Fertilize seedlings sparingly with diluted fish emulsion (one teaspoon per gallon) twice a week after 2-3 weeks of growth.

7) Too much water

Most gardeners worry about their plants not getting enough water, but overwatering is a much bigger problem. Too much water causes roots to rot and restricts growth. Letting soil dry out from time to time allows roots to grow into air pockets.

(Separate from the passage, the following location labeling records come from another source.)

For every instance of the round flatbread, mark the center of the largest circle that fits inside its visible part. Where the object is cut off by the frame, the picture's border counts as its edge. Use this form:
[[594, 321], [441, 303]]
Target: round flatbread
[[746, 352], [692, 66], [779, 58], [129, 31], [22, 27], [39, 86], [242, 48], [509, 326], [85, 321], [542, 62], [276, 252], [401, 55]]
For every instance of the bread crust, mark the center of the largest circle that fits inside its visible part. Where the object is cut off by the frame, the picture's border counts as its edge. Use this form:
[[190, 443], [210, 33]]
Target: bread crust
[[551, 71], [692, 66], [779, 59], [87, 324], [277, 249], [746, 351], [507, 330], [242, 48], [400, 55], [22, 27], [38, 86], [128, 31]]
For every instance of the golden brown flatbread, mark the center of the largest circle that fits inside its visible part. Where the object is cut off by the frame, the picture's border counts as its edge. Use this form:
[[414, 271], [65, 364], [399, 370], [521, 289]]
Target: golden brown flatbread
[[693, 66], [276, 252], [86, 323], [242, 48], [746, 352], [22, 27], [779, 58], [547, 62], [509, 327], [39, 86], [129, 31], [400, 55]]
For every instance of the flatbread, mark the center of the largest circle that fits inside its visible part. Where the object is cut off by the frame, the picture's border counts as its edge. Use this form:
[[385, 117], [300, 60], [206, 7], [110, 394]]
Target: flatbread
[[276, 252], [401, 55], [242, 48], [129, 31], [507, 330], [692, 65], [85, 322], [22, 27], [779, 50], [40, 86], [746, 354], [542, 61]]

The easiest way to determine when seedlings need water is to lift up the entire seedling tray. A dry seed tray will feel very light, and a moist seed tray will feel heavy. If a seed tray feels heavy, don’t add more water. Allow the seed tray to get lighter (without the seedlings wilting, of course) before watering again. To water, use a watering can with a thin spout and pour water into the bottom, exterior tray. This is called “bottom watering” and it allows the seedlings to drink up the exact amount of water they need.

8) Using old seeds

To maximize your chances of seed-starting success, begin each growing season with freshly purchased seeds. Seeds can be successfully stored in cool, dry conditions, but unless you are diligent about seed storage, it’s best to start with fresh seeds to ensure high germination rates. Garden centers will remove seed once it is out of season, but take the time to check seed packets when purchasing to make sure that you are buying this year’s seeds. If you want to store unused seeds, keep them in airtight containers (like a mason jar) in the coolest, driest, darkest place in your house.

What are some of the biggest seed-starting mistakes that you’ve made? Let me know in the comments!